GALLIPOLI.  Un Consiglio comunale convocato il 13 dicembre per il 18 e poi annullato nello stesso giorno in cui si sarebbe dovuto tenere e riconvocato per il 16 gennaio è l’ultimo caso di scontro tra la Giunta di Francesco Errico e la sua maggioranza Pd-Udc-civiche e le minoranza. I consiglieri Luigi Suez (Gallipoli 2012), Rosario Solidoro (Pugliesi), Assunta Cataldi (Tutto cambia) e Antonio Barba (Fi) hanno attaccato con una nota congiunta: “Le cattive abitudini di chi ci governa, malgrado le vibranti proteste di una parte della minoranza, si ripetono senza soluzione di continuità”. Il “vizio” che si dice persista nel modo di amministrare la cosa pubblica – secondo i quattro consiglieri – sta nel “convocare le commissioni consiliari ad horas” o “fissare un Consiglio comunale su argomenti vitali per la città con un preavviso di appena 5 giorni, quando invece occorrerebbero mesi di studio”.

Questa la ricostruzione fatta dai contestatori:  per il Consiglio del 18, con dieci argomenti, le commissioni sono state convocate per il giorno prima. “Addirittura veniva convocata una ulteriore conferenza dei capigruppo – scrivono Suez e gli altri – per inserire altri tre argomenti al Consiglio”. Il commento finale è che si agirebbe in questo modo “per non far conoscere preventivamente i documenti che poi loro stessi andranno a votare in Consiglio”. A riprova di un funzionamento che crea malcontento ci sarebbe il voto di astensione di due consiglieri della maggioranza – Attila Piccolo della lista del Sindaco e Paolo Barba di Volta la carta – sul recente assestamento di bilancio.
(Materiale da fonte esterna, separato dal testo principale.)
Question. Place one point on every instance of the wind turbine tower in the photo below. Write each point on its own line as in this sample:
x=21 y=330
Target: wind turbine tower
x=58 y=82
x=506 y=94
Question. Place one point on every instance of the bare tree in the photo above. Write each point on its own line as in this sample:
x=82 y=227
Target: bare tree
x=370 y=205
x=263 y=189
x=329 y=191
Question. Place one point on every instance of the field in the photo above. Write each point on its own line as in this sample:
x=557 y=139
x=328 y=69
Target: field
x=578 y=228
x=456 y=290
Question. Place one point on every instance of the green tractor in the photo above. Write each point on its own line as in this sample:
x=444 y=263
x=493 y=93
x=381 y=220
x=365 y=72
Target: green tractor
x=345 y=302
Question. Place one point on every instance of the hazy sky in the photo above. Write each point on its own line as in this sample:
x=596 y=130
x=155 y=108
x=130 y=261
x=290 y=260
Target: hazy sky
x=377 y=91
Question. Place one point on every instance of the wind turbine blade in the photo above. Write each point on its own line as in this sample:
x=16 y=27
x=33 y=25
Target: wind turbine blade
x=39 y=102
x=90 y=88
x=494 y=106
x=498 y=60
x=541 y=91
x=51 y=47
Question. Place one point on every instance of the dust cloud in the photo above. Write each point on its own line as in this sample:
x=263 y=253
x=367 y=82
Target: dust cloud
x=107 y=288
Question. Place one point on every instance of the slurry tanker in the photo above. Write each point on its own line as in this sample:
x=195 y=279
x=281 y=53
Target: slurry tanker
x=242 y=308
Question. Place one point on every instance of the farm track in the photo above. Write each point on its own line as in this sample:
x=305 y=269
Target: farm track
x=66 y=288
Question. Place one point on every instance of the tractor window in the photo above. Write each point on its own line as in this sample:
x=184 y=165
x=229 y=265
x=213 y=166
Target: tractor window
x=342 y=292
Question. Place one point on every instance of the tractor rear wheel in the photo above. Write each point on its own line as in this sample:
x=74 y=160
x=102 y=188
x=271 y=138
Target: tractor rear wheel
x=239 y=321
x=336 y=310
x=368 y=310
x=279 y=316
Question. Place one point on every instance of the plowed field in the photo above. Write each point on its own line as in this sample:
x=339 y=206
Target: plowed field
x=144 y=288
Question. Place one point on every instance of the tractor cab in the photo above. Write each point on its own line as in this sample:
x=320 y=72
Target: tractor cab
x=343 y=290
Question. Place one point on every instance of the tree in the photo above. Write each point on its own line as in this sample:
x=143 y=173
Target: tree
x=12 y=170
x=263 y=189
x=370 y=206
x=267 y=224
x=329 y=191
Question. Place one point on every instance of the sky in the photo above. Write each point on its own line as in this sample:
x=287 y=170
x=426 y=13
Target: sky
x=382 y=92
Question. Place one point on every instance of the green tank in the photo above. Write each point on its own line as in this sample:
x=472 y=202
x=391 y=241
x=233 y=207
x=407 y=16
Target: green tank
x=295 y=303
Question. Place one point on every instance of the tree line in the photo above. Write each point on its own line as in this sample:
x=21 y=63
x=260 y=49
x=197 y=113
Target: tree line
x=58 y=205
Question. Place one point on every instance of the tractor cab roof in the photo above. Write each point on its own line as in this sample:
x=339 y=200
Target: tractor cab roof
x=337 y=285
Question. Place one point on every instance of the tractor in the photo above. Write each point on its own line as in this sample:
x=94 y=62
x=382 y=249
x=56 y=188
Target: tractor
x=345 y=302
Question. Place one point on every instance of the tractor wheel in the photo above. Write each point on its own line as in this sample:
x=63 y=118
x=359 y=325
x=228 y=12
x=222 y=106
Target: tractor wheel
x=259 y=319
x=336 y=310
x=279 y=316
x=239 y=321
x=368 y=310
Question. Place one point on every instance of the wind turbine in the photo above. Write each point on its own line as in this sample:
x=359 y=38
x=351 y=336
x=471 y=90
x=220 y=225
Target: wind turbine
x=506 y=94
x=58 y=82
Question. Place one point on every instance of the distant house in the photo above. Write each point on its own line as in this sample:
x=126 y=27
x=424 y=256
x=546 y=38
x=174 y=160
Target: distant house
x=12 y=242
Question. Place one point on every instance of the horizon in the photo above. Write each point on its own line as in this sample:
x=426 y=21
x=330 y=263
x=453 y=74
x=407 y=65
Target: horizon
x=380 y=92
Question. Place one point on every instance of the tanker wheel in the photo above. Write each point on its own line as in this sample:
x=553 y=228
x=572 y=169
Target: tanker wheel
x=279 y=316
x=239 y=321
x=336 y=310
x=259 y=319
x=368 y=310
Immediata la replica da parte dell’Amministrazione guidata da Francesco Errico. “Effettivamente in quest’ultimo caso non eravamo pronti perché tecnicamente non erano pronti gli atti da discutere – si replica da Palazzo Balsamo – che noi per primi vogliamo siano per tempo a disposizione di tutti. A chi protesta ricordiamo che su argomenti fondametali come il bilancio, abbiamo inviato tutta la documentazione non cinque ma quasi due mesi prima della discussione in aula. Nonostante ciò, non abbiamo avuto lo stesso la possibilità di discuterne con le minoranze, che preferiscono evidentemente lanciare accuse sui network”.